Red Bull reveals cost of flexi wing solution

New deflection tests will force Red Bull to change its rear wing

Christian Horner has revealed the surprising cost Formula 1’s new rear wing deflection tests will have on Red Bull.

The rear wing on the RB16B has been a hot topic in recent races after it was seen to flex under load during the Spanish Grand Prix.

Technical regulations state that, aside from the DRS flag, bodywork must be fixed, with deflection tests designed to confirm legality.

Red Bull’s design passes those tests but can been seen to deform at high speed, a point the likes of Mercedes and McLaren believe is a breach of the regulations.

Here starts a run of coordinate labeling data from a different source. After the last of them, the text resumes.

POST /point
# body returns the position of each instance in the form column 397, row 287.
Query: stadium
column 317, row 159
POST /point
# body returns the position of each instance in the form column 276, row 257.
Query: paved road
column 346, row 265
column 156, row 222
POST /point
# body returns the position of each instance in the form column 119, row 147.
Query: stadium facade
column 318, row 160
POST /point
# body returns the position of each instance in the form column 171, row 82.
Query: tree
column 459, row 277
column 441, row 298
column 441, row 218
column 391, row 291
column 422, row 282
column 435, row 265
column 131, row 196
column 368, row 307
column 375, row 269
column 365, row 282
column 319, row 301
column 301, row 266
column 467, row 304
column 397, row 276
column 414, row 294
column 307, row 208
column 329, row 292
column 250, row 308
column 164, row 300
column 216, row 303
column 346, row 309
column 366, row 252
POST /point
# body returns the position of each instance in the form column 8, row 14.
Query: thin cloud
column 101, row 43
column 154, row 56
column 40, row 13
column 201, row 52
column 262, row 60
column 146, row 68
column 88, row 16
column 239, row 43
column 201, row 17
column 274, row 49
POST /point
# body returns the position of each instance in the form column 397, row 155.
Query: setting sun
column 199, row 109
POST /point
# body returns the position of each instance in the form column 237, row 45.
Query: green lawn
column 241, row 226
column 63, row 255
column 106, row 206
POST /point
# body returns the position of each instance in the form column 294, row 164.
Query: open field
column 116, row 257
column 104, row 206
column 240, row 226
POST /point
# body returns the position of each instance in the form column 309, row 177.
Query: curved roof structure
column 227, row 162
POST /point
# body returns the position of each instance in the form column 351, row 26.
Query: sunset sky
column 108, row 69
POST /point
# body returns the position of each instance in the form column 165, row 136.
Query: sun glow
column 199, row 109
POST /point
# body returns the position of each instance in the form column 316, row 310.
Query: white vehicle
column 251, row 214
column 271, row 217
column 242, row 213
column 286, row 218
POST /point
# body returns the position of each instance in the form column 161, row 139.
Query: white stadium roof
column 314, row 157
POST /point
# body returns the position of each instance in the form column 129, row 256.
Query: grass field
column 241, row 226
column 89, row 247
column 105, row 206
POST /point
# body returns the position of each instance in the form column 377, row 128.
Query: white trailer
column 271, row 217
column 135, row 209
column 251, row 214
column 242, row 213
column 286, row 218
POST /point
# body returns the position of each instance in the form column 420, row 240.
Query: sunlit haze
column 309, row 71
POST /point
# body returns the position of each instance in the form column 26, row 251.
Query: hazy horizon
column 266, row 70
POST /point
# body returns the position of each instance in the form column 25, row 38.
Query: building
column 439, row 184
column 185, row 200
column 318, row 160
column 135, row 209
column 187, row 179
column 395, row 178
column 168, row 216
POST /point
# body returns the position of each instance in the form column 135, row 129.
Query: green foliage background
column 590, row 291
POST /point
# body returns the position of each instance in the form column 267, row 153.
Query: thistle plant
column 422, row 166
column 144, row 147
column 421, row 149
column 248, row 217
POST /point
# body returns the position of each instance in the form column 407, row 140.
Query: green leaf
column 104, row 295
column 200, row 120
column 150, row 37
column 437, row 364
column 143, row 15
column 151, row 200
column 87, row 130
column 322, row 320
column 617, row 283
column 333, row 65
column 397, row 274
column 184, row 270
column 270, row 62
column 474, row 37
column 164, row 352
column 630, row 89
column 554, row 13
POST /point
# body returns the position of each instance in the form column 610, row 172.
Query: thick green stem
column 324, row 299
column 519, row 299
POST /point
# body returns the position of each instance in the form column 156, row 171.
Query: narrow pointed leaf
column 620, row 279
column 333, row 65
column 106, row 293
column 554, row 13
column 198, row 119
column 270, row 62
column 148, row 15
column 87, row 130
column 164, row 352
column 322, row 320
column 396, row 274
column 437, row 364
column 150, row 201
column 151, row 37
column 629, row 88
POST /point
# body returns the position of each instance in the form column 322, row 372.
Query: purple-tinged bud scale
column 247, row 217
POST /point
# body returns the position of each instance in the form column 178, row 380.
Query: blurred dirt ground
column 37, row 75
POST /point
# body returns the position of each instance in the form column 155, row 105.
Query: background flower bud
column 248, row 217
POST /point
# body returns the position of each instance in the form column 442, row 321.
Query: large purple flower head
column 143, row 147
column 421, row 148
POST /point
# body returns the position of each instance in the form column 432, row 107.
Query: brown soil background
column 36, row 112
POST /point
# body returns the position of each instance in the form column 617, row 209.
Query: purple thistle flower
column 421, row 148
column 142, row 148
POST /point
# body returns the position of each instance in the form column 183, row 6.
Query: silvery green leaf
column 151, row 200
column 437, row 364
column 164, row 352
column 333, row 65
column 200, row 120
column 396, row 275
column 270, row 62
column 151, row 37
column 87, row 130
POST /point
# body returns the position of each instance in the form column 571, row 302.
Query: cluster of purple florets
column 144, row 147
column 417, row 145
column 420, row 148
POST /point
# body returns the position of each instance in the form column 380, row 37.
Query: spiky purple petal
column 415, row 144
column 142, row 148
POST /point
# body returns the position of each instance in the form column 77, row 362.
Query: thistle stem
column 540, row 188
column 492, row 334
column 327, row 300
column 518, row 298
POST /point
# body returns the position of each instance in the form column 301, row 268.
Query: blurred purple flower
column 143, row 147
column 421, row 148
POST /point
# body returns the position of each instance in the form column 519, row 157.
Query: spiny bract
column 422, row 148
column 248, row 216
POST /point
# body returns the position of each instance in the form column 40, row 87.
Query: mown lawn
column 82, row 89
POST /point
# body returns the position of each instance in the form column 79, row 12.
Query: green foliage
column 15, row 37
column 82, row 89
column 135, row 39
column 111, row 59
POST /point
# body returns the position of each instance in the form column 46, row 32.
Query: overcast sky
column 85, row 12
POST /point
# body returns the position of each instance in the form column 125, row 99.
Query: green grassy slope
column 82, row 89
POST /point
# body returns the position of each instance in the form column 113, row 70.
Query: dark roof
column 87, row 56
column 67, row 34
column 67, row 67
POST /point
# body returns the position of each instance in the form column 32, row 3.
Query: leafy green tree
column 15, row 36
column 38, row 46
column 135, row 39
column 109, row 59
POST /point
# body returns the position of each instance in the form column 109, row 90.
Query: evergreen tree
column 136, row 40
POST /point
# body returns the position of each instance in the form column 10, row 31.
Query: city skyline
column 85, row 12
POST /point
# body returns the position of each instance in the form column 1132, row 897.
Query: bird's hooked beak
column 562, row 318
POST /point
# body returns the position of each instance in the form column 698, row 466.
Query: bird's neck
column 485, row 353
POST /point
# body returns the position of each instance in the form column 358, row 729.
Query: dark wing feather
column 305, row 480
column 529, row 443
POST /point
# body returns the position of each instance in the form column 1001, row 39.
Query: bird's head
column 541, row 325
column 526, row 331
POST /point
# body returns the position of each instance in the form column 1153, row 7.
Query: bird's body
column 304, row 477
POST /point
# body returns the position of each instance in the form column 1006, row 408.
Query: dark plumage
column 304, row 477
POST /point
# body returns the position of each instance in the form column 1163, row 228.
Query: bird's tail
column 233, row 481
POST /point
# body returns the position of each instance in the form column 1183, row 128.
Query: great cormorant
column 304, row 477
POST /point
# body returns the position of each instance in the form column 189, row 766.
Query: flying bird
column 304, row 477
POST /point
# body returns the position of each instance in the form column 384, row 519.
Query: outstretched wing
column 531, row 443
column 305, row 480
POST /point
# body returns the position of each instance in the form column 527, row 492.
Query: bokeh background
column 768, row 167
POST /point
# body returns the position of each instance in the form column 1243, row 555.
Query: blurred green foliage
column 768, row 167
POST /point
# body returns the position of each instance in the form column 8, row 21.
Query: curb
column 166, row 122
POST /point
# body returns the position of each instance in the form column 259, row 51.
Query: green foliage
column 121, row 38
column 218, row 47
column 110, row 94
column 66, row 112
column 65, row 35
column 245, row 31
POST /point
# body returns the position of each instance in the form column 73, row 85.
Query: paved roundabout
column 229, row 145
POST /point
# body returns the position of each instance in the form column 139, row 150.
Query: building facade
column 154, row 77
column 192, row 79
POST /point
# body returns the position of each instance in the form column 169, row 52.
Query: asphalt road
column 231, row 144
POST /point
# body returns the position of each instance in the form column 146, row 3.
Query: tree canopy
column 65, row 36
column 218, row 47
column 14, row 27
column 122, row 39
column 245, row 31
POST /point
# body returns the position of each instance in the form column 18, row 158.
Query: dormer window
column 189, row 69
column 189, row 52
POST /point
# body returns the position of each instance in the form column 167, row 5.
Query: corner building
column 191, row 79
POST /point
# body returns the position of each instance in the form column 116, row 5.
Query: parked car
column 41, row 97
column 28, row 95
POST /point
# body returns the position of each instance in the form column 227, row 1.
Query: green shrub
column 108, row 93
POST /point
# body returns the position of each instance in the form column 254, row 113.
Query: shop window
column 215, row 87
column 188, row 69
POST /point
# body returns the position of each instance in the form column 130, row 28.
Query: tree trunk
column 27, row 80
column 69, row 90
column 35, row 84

Alpine, Alfa Romeo, and Ferrari all have similar wings, however they are not currently in with a shot of the world championship, while Red Bull leads the constructors’ competition for the first time since 2013.

In response to the situation, the FIA has issued a technical directive, effectively clarification on the existing rules in which it states the deflection test will be ramped up following the Azerbaijan Grand Prix.

There will also been a honeymoon period during which teams will be afforded a little extra leeway as they work to remedy their designs.

According to Red Bull, that time is needed as changes to its rear wing will take time to implement.

Both Mercedes and McLaren are deeply unhappy with that situation, with the former suggesting that it will protest Red Bull should it head out on track in Azerbaijan with an unchanged wing.

“Obviously there are weight considerations, it’s a single pylon rear wing,” Horner, Red Bull’s team principal, began.

“There are so many things to take into consideration, so there has to be a lead time with these things.

“It’s not just the simplicity of just adding more weight to the car.”

Mercedes boss, Toto Wolff, has claimed that his team raised the issue of flexible rear wings with the FIA last year, but no action was taken.

Now locked in battle for the title, which this year comes with the added limiting factor of the budget cap, the issue has again raised its head – thanks largely to comments made by Wolff and Lewis Hamilton in Spain.

While Mercedes is unaffected, Horner has revealed that his team will incur somewhat significant costs to make the change.

“The impact of something like this is probably about half a million dollars,” he revealed.

“That will prevent something else from happening, so that’s the juggling act that we’re now having to make with a budget cap and financial regs.”

Mercedes showed how closely it is flying to the cost cap during the week after pulling out of tyre testing with Pirelli on financial grounds.

Earlier in the year, it experienced a significant unexpected cost when Valtteri Bottas sustained heavy damage to his W12 at the Emilia Romagna Grand Prix

Red Bull and Mercedes have proved closely matched on track, and the former has poached engine staff from Mercedes High Performance Powertrains as its stands up its own engine business.

The rear wing debate could therefore be seen as just another battle ground for the pair to fight over for this year’s world championship.

The Azerbaijan Grand Prix gets underway on Friday, with Free Practice 1 beginning at 18:30 AEST.